It is widely accepted that one of the greatest threats to security is the human element. Enterprises quite rightly invest huge sums in developing secure architectures and deploying secure networks and devices, but fail to sufficiently educate their staff when it comes to security best practices. It is very rarely given sufficient attention beyond an annual security awareness email. Internal security awareness programs are recommended, and effective. However, often their effectiveness only lasts for a short period after - and soon old habits creep back in.

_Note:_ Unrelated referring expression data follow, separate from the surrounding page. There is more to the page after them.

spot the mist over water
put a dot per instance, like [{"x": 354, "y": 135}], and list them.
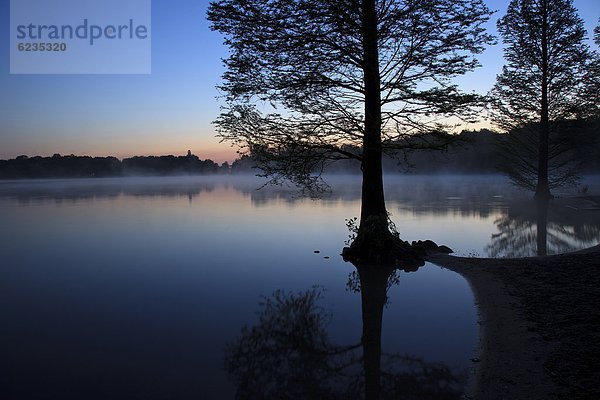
[{"x": 131, "y": 287}]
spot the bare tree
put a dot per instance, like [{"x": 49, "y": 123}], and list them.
[
  {"x": 309, "y": 82},
  {"x": 541, "y": 87}
]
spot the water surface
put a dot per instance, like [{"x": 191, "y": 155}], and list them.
[{"x": 132, "y": 288}]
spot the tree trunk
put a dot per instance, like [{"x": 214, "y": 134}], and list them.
[
  {"x": 542, "y": 190},
  {"x": 373, "y": 212}
]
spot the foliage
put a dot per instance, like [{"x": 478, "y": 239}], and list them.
[
  {"x": 288, "y": 354},
  {"x": 544, "y": 84},
  {"x": 296, "y": 80}
]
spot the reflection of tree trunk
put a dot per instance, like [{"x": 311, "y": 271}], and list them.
[
  {"x": 373, "y": 283},
  {"x": 542, "y": 226}
]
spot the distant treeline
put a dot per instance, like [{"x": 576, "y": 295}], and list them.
[
  {"x": 73, "y": 166},
  {"x": 470, "y": 152}
]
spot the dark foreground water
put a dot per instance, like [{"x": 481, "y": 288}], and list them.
[{"x": 141, "y": 288}]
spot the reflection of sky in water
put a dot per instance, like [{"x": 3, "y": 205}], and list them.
[{"x": 138, "y": 283}]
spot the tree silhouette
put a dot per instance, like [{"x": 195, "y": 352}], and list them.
[
  {"x": 541, "y": 86},
  {"x": 309, "y": 82}
]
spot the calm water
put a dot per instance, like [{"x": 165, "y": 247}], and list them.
[{"x": 140, "y": 288}]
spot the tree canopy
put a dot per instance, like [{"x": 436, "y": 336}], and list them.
[
  {"x": 308, "y": 80},
  {"x": 297, "y": 74},
  {"x": 544, "y": 84}
]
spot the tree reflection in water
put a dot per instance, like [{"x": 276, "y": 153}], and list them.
[
  {"x": 288, "y": 353},
  {"x": 541, "y": 228}
]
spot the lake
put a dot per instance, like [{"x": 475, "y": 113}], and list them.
[{"x": 140, "y": 287}]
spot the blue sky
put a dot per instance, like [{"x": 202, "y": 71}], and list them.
[{"x": 165, "y": 112}]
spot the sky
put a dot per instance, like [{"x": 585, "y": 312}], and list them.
[{"x": 167, "y": 111}]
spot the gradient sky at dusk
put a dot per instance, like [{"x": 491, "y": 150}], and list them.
[{"x": 166, "y": 112}]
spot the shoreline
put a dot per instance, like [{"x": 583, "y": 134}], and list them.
[{"x": 537, "y": 324}]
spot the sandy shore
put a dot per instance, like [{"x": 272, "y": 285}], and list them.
[{"x": 539, "y": 325}]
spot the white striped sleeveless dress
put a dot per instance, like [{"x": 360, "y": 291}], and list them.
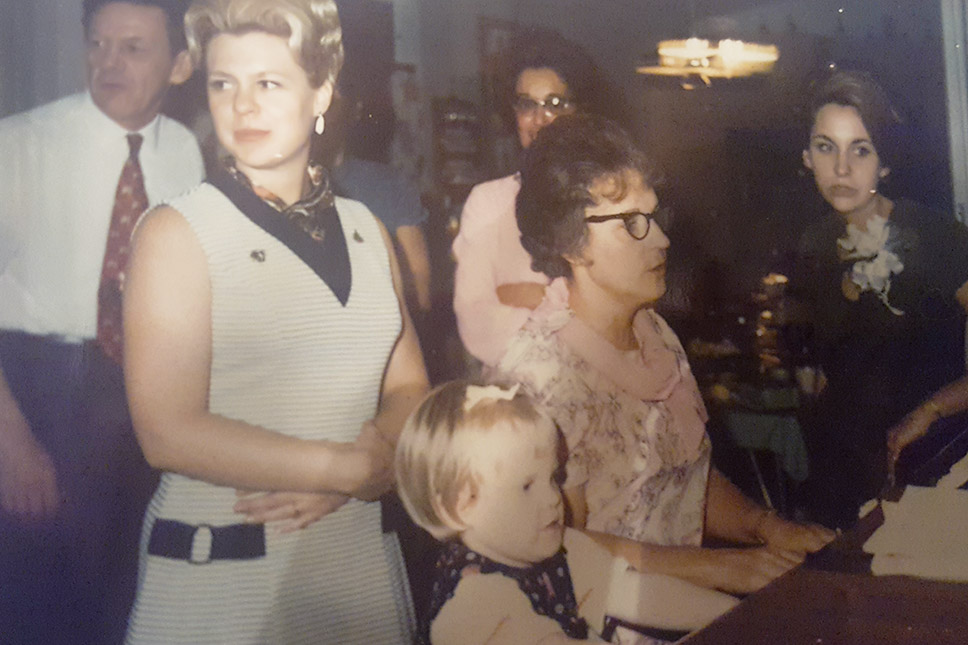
[{"x": 288, "y": 357}]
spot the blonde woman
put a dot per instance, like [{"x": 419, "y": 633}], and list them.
[{"x": 268, "y": 349}]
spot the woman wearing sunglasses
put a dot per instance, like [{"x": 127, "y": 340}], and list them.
[
  {"x": 495, "y": 287},
  {"x": 614, "y": 377}
]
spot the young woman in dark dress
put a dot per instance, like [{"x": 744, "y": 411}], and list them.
[{"x": 885, "y": 281}]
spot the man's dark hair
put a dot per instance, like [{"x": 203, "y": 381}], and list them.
[
  {"x": 567, "y": 157},
  {"x": 174, "y": 12}
]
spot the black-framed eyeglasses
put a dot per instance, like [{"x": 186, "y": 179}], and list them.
[
  {"x": 552, "y": 104},
  {"x": 637, "y": 223}
]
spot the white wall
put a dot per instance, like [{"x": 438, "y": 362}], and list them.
[{"x": 42, "y": 52}]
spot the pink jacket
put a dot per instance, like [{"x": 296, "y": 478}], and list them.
[{"x": 489, "y": 253}]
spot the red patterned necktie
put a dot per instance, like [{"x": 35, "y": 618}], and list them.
[{"x": 130, "y": 201}]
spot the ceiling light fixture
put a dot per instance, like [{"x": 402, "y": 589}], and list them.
[{"x": 727, "y": 58}]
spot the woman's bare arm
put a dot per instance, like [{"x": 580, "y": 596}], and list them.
[{"x": 167, "y": 365}]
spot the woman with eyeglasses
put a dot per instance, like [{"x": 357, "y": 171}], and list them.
[
  {"x": 495, "y": 287},
  {"x": 614, "y": 377}
]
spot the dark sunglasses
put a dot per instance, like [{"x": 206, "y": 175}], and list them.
[
  {"x": 553, "y": 104},
  {"x": 637, "y": 223}
]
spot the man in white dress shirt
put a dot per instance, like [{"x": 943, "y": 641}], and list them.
[{"x": 73, "y": 484}]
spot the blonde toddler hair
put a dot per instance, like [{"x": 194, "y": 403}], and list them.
[{"x": 435, "y": 460}]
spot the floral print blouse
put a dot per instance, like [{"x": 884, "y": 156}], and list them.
[{"x": 641, "y": 453}]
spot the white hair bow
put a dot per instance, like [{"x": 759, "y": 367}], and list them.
[{"x": 477, "y": 393}]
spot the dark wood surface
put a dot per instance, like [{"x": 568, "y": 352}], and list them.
[{"x": 834, "y": 599}]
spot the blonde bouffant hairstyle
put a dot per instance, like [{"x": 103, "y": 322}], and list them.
[
  {"x": 311, "y": 27},
  {"x": 435, "y": 459}
]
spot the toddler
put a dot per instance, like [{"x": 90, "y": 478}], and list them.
[{"x": 478, "y": 468}]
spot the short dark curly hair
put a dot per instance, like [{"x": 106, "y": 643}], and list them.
[
  {"x": 567, "y": 157},
  {"x": 174, "y": 12},
  {"x": 859, "y": 90}
]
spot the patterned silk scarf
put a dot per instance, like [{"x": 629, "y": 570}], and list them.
[{"x": 310, "y": 227}]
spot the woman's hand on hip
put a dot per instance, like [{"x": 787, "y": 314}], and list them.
[{"x": 285, "y": 510}]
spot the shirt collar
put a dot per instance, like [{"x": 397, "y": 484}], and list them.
[{"x": 106, "y": 129}]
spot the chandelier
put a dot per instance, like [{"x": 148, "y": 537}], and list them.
[{"x": 723, "y": 59}]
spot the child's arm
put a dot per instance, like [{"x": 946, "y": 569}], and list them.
[{"x": 490, "y": 609}]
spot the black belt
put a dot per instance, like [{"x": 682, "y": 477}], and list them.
[{"x": 203, "y": 543}]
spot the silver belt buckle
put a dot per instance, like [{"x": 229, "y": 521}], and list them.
[{"x": 201, "y": 552}]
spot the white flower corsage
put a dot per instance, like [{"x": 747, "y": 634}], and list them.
[{"x": 875, "y": 262}]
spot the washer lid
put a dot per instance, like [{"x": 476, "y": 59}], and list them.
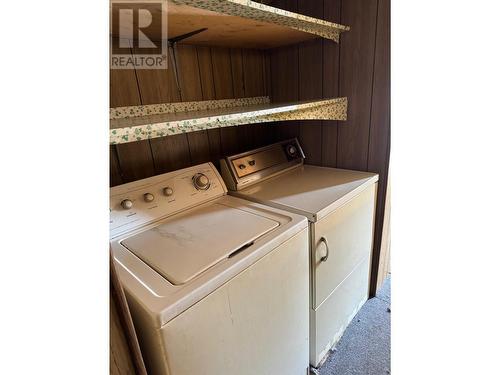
[{"x": 186, "y": 245}]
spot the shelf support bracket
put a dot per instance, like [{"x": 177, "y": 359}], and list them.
[{"x": 172, "y": 49}]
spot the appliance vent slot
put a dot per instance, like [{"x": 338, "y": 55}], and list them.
[{"x": 237, "y": 251}]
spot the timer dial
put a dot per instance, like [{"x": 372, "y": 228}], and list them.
[
  {"x": 201, "y": 182},
  {"x": 168, "y": 191},
  {"x": 127, "y": 204}
]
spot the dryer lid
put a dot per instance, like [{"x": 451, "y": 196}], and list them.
[{"x": 188, "y": 244}]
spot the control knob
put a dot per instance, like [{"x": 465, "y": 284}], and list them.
[
  {"x": 168, "y": 191},
  {"x": 201, "y": 182},
  {"x": 127, "y": 204},
  {"x": 148, "y": 197}
]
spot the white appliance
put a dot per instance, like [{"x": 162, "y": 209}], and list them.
[
  {"x": 340, "y": 206},
  {"x": 216, "y": 284}
]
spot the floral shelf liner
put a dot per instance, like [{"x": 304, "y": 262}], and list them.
[
  {"x": 129, "y": 124},
  {"x": 265, "y": 13}
]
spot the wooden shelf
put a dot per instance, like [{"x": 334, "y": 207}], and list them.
[
  {"x": 129, "y": 124},
  {"x": 244, "y": 23},
  {"x": 240, "y": 24}
]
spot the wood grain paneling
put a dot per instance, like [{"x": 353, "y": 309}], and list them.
[
  {"x": 380, "y": 132},
  {"x": 331, "y": 66},
  {"x": 356, "y": 77}
]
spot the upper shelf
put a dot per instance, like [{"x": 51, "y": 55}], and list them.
[
  {"x": 244, "y": 23},
  {"x": 129, "y": 124}
]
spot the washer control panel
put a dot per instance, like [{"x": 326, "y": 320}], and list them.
[
  {"x": 140, "y": 202},
  {"x": 242, "y": 170}
]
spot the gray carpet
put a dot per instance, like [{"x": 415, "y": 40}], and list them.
[{"x": 365, "y": 347}]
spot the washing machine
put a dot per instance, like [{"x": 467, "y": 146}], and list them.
[
  {"x": 215, "y": 284},
  {"x": 340, "y": 207}
]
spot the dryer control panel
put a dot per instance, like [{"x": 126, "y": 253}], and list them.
[
  {"x": 243, "y": 170},
  {"x": 141, "y": 202}
]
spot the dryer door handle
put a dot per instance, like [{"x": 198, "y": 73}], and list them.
[{"x": 325, "y": 241}]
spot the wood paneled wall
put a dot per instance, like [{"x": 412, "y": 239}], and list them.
[
  {"x": 205, "y": 73},
  {"x": 358, "y": 67}
]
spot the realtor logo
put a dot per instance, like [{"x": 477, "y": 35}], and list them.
[{"x": 138, "y": 34}]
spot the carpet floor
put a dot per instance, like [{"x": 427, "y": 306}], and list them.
[{"x": 365, "y": 347}]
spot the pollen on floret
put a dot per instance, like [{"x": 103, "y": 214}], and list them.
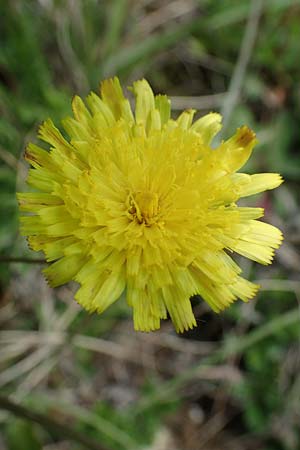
[{"x": 136, "y": 204}]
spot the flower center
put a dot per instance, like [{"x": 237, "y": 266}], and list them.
[{"x": 143, "y": 207}]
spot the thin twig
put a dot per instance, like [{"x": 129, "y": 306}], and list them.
[
  {"x": 201, "y": 102},
  {"x": 242, "y": 62},
  {"x": 49, "y": 424}
]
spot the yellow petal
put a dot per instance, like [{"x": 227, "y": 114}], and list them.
[{"x": 208, "y": 126}]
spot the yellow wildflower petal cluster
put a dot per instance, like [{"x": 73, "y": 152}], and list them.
[{"x": 137, "y": 203}]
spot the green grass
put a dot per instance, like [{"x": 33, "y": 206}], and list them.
[{"x": 51, "y": 50}]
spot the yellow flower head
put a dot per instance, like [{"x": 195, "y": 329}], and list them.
[{"x": 139, "y": 203}]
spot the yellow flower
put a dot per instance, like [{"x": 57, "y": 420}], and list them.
[{"x": 139, "y": 203}]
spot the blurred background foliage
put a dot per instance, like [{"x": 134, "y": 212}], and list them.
[{"x": 233, "y": 383}]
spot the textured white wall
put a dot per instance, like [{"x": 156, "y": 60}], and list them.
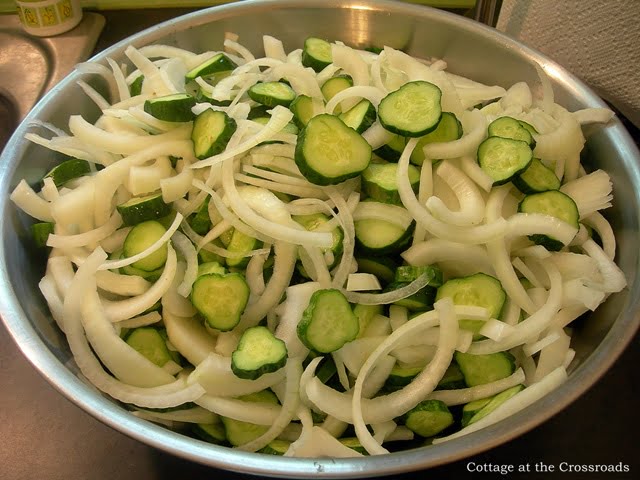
[{"x": 599, "y": 41}]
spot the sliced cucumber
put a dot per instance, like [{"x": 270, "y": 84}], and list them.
[
  {"x": 556, "y": 204},
  {"x": 211, "y": 267},
  {"x": 328, "y": 152},
  {"x": 507, "y": 127},
  {"x": 491, "y": 405},
  {"x": 382, "y": 267},
  {"x": 536, "y": 178},
  {"x": 141, "y": 209},
  {"x": 141, "y": 237},
  {"x": 314, "y": 222},
  {"x": 216, "y": 64},
  {"x": 379, "y": 182},
  {"x": 401, "y": 376},
  {"x": 220, "y": 299},
  {"x": 136, "y": 86},
  {"x": 171, "y": 108},
  {"x": 421, "y": 301},
  {"x": 413, "y": 110},
  {"x": 238, "y": 432},
  {"x": 203, "y": 97},
  {"x": 449, "y": 129},
  {"x": 240, "y": 243},
  {"x": 470, "y": 409},
  {"x": 392, "y": 150},
  {"x": 360, "y": 117},
  {"x": 335, "y": 85},
  {"x": 40, "y": 233},
  {"x": 409, "y": 273},
  {"x": 503, "y": 158},
  {"x": 316, "y": 53},
  {"x": 328, "y": 322},
  {"x": 200, "y": 221},
  {"x": 452, "y": 378},
  {"x": 481, "y": 369},
  {"x": 379, "y": 237},
  {"x": 212, "y": 130},
  {"x": 258, "y": 352},
  {"x": 272, "y": 94},
  {"x": 480, "y": 290},
  {"x": 428, "y": 418},
  {"x": 149, "y": 342},
  {"x": 302, "y": 108},
  {"x": 67, "y": 171}
]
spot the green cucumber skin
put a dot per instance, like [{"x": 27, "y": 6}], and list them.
[
  {"x": 245, "y": 347},
  {"x": 312, "y": 175}
]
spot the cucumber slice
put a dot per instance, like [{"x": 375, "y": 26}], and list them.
[
  {"x": 216, "y": 64},
  {"x": 210, "y": 432},
  {"x": 479, "y": 290},
  {"x": 413, "y": 110},
  {"x": 316, "y": 53},
  {"x": 379, "y": 182},
  {"x": 302, "y": 108},
  {"x": 328, "y": 322},
  {"x": 203, "y": 97},
  {"x": 211, "y": 267},
  {"x": 240, "y": 243},
  {"x": 556, "y": 204},
  {"x": 220, "y": 299},
  {"x": 212, "y": 130},
  {"x": 503, "y": 158},
  {"x": 276, "y": 447},
  {"x": 379, "y": 237},
  {"x": 141, "y": 209},
  {"x": 360, "y": 117},
  {"x": 401, "y": 376},
  {"x": 40, "y": 233},
  {"x": 238, "y": 432},
  {"x": 491, "y": 405},
  {"x": 272, "y": 94},
  {"x": 382, "y": 267},
  {"x": 507, "y": 127},
  {"x": 139, "y": 238},
  {"x": 289, "y": 127},
  {"x": 67, "y": 171},
  {"x": 364, "y": 314},
  {"x": 409, "y": 273},
  {"x": 449, "y": 129},
  {"x": 536, "y": 178},
  {"x": 171, "y": 108},
  {"x": 428, "y": 418},
  {"x": 328, "y": 152},
  {"x": 136, "y": 86},
  {"x": 452, "y": 378},
  {"x": 258, "y": 352},
  {"x": 149, "y": 342},
  {"x": 392, "y": 150},
  {"x": 314, "y": 222},
  {"x": 200, "y": 221},
  {"x": 481, "y": 369},
  {"x": 421, "y": 301},
  {"x": 335, "y": 85},
  {"x": 470, "y": 409}
]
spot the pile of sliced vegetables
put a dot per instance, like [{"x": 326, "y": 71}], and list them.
[{"x": 327, "y": 252}]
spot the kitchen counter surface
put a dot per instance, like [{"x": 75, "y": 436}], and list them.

Social engineering offers a way to demonstrate to the business what can result from not paying enough attention to keeping security fresh on employee minds. Social engineering involves attempting to take advantage of any weakness in security – whether this be physical security such as a server room door being left ajar, or an obliging staff member who allows access without a pass or questioning unfamiliar faces. Any weaknesses found are highlighted in the report along with details of what the weakness resulted in the consultant being able to do (for example, gain unauthorised access to the server room and compromise the domain). Once it has been demonstrated to staff members what can result from their lapse in security, this often encourages them to be more vigilant in the future.
Social engineering engagements can be scoped to be as extensive as the client is comfortable with. They can range from purely remote investigations to determine what can be obtained about and from the organisation, to attempts at breaking into the client premises and gaining access to their internal network or secret files. All boundaries are agreed with the client beforehand.